For my intervention, I left a flock of origami cranes in a bush outside of East Village. Each of the cranes had a page’s worth of text from some well known piece of writing (Othelllo, A Tale of Two Cities, The Hobbit, The Hitchhiker’s Guide to the Galaxy, Pride and Prejudice, and My Immortal) printed on it.
In practice, the intervention sort of went how I wanted it to. At the end of about two and a half hours, I had quite a few cranes left. However, people did interact with the piece, sometimes in unexpected ways. Specifically, one person took one out of curiosity and left with it, two people took pictures of each other in front of them but didn’t take any, and one couple took them and unfolded them in front of the bush and read them aloud to each other (pictured below).
If I were to do another iteration of this intervention, I would like to do something to make it more obvious that the cranes are meant to be taken. One way that I would do that would be to use different colors of paper so that they look more temporary. I think part of the reason that many people looked at the cranes but didn’t take them was because they looked like actual garden decorations. I would also like to do this in a different location at a different time. I chose where and when I did because it was after most classes got out and people were less likely to be in a huge rush. However, I still think people were too caught up in their own worlds for the intervention to work fully.

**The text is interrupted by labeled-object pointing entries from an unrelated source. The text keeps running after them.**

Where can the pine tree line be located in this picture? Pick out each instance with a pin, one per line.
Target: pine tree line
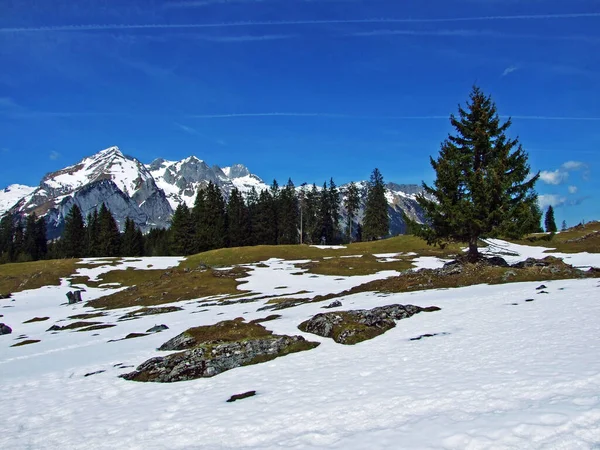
(275, 216)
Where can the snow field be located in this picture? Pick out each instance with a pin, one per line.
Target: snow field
(495, 375)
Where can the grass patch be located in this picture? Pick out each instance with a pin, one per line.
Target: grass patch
(37, 319)
(227, 331)
(73, 326)
(26, 342)
(87, 316)
(365, 265)
(582, 238)
(16, 277)
(472, 274)
(98, 327)
(157, 287)
(150, 312)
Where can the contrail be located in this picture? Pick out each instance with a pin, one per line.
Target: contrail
(101, 27)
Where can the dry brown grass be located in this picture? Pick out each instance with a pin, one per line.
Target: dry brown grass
(16, 277)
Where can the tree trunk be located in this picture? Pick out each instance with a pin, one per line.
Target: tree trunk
(473, 254)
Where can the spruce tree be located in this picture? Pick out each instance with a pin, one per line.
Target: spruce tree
(549, 221)
(311, 215)
(483, 185)
(325, 217)
(132, 240)
(7, 230)
(109, 238)
(74, 234)
(376, 222)
(30, 242)
(182, 231)
(288, 215)
(237, 220)
(351, 203)
(214, 221)
(92, 235)
(334, 209)
(264, 220)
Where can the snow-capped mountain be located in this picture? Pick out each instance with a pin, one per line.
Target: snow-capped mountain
(121, 182)
(150, 193)
(180, 180)
(13, 194)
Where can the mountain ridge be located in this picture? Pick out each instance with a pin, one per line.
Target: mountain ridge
(149, 193)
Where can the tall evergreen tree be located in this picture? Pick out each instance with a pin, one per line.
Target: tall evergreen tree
(7, 231)
(182, 231)
(264, 220)
(74, 234)
(351, 203)
(30, 238)
(132, 240)
(376, 223)
(109, 238)
(238, 225)
(92, 235)
(549, 221)
(334, 209)
(214, 221)
(198, 214)
(310, 214)
(483, 184)
(288, 215)
(325, 218)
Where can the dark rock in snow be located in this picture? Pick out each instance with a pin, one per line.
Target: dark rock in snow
(157, 328)
(94, 373)
(334, 304)
(74, 297)
(352, 327)
(213, 349)
(235, 397)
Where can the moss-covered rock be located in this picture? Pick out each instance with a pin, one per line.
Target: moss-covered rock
(213, 349)
(352, 327)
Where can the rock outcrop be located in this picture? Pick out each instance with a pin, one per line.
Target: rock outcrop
(352, 327)
(211, 350)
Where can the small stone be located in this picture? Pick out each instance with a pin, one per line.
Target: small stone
(157, 328)
(235, 397)
(94, 373)
(334, 304)
(5, 329)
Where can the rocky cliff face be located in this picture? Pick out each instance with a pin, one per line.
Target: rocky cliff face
(150, 193)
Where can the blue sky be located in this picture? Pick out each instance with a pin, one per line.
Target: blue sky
(306, 89)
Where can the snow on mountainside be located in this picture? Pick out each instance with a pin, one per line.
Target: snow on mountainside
(126, 172)
(150, 193)
(180, 180)
(12, 194)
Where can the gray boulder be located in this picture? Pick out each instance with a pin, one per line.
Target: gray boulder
(352, 327)
(213, 349)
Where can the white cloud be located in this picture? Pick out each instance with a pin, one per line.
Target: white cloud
(573, 165)
(509, 70)
(546, 200)
(557, 177)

My primary inspiration for this intervention was the pieces in the Dada and Fluxus movements that encouraged people to take pieces of the artwork, such as Felix Gonzalez-Torres’ Portrait of Ross. I wanted to people to experience the work and have something physical that they could take away from it. Hopefully, that would be something that would brighten their day (which was why I was sure to include Hitchhiker’s Guide and My Immortal).
I also wanted to play with appropriation, which was why I chose to use published works instead of generating my own text, I have generally found that finding a reference to something that you are already familiar with is more exciting than finding a random piece of text.